Taken together, these drivers show that Pakistan’s foreign policy shift is less a renaissance than a calculated pivot under pressure. The Afghan vacuum, the recalibration of US-India ties and the lure of mineral diplomacy all explain Islamabad’s newfound prominence. But none erases underlying fragilities. Washington may once again treat Pakistan as disposable when its priorities change. India’s weight in US strategy is not going away. And Balochistan’s grievances will only deepen if resource deals remain extractive and exclusionary.

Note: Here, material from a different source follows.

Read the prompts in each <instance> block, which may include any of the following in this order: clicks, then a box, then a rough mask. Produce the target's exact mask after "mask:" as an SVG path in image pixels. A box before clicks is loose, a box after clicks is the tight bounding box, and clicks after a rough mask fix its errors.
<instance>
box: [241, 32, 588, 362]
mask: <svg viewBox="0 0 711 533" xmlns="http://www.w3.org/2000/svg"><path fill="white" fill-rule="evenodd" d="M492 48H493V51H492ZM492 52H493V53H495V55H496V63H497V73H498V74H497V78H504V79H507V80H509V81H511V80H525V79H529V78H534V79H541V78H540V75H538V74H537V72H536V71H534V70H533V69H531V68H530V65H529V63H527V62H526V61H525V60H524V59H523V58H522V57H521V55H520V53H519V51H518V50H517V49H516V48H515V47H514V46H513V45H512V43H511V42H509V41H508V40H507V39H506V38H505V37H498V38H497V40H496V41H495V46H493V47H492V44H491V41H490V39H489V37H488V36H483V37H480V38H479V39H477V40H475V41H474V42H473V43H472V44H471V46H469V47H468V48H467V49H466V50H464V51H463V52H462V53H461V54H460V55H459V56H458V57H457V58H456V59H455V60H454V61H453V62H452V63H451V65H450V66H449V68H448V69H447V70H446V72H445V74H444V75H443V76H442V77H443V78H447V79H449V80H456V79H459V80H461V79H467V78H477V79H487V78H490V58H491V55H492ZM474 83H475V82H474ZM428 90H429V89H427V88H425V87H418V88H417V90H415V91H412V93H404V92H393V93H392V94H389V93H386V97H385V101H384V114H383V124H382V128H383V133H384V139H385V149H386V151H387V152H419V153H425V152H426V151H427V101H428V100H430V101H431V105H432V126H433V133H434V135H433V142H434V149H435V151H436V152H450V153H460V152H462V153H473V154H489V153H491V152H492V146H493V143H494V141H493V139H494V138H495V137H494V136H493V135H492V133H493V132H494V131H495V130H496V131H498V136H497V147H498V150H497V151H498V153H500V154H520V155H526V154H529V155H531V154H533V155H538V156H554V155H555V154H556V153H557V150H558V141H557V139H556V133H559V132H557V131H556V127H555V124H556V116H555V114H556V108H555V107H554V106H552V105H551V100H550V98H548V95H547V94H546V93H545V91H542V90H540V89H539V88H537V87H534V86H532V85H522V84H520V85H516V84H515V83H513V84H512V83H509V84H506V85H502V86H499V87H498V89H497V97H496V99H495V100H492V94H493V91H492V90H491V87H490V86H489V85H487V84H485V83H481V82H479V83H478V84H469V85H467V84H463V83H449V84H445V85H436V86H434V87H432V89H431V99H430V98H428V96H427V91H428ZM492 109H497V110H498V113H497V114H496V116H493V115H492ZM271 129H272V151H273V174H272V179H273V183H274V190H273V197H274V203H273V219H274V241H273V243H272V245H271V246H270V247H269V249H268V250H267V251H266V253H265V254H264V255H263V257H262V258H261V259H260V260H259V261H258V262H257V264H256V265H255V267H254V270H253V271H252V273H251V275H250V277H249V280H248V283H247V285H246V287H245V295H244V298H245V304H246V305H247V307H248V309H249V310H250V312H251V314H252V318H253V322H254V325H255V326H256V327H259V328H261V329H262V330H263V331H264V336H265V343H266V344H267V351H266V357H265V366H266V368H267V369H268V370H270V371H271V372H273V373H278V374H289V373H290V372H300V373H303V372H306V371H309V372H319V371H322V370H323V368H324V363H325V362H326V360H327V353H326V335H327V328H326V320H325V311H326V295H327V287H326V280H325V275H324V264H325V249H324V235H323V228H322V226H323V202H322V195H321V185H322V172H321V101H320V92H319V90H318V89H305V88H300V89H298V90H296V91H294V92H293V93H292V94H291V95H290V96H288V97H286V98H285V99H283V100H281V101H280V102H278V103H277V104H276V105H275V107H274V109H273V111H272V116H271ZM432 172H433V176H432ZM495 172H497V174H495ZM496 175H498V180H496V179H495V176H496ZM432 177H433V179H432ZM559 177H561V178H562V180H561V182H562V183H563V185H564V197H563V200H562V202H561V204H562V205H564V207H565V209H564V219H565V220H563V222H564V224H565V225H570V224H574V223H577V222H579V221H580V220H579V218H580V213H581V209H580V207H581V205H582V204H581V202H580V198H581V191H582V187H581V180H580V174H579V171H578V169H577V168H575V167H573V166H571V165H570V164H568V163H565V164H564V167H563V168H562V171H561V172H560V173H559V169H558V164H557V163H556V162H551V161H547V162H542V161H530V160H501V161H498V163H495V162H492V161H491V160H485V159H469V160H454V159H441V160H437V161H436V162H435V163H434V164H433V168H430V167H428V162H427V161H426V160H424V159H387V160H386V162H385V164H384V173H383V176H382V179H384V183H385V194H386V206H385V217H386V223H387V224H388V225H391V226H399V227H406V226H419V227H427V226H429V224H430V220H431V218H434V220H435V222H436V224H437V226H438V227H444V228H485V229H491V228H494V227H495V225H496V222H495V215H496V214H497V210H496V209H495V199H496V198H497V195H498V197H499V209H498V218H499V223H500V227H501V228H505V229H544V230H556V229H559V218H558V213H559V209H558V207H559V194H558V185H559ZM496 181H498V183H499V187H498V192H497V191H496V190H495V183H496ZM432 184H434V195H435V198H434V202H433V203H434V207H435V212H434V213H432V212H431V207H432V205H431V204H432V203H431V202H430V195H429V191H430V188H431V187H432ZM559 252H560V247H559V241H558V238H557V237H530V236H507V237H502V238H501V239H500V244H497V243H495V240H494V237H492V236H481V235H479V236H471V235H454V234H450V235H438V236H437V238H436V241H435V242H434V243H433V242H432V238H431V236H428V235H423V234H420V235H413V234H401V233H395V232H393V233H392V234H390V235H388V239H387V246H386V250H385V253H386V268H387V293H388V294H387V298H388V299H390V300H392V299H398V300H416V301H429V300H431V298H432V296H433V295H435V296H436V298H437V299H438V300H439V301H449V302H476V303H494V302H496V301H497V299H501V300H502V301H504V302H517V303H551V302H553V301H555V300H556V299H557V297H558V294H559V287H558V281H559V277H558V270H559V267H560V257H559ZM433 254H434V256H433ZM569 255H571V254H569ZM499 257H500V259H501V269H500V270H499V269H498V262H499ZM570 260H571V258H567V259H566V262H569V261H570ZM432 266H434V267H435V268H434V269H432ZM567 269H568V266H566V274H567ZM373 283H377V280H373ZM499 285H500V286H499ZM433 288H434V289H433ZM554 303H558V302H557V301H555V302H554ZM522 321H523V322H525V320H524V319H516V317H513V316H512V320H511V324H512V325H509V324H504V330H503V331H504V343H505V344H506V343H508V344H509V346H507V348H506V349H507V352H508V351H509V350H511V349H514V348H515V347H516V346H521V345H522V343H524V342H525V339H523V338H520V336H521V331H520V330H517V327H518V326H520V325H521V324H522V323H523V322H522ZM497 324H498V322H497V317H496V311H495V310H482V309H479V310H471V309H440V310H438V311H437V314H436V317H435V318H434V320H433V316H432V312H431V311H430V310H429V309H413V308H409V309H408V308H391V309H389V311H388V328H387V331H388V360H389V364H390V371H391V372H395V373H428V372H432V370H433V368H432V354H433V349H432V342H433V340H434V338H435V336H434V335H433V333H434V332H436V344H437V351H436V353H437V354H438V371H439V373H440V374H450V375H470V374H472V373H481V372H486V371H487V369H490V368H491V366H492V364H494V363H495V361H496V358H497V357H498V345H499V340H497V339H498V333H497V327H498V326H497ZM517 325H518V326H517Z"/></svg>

The applause in Riyadh, the visibility at the Gaza summit and the polite handshakes in Washington should not be mistaken for a strategic rebirth. Pakistan is manoeuvring carefully, improvising under pressure and seeking to turn vulnerabilities into opportunities. But the real test lies at home. Unless Islamabad can confront governance failures, regional inequalities and political mistrust, foreign policy gains will remain fragile.

In the end, no defence pact or minerals deal can substitute for a stable social contract within Pakistan itself. That is the true renaissance Pakistan still awaits.

The views expressed in this article are the author’s own and do not necessarily reflect Al Jazeera’s editorial stance.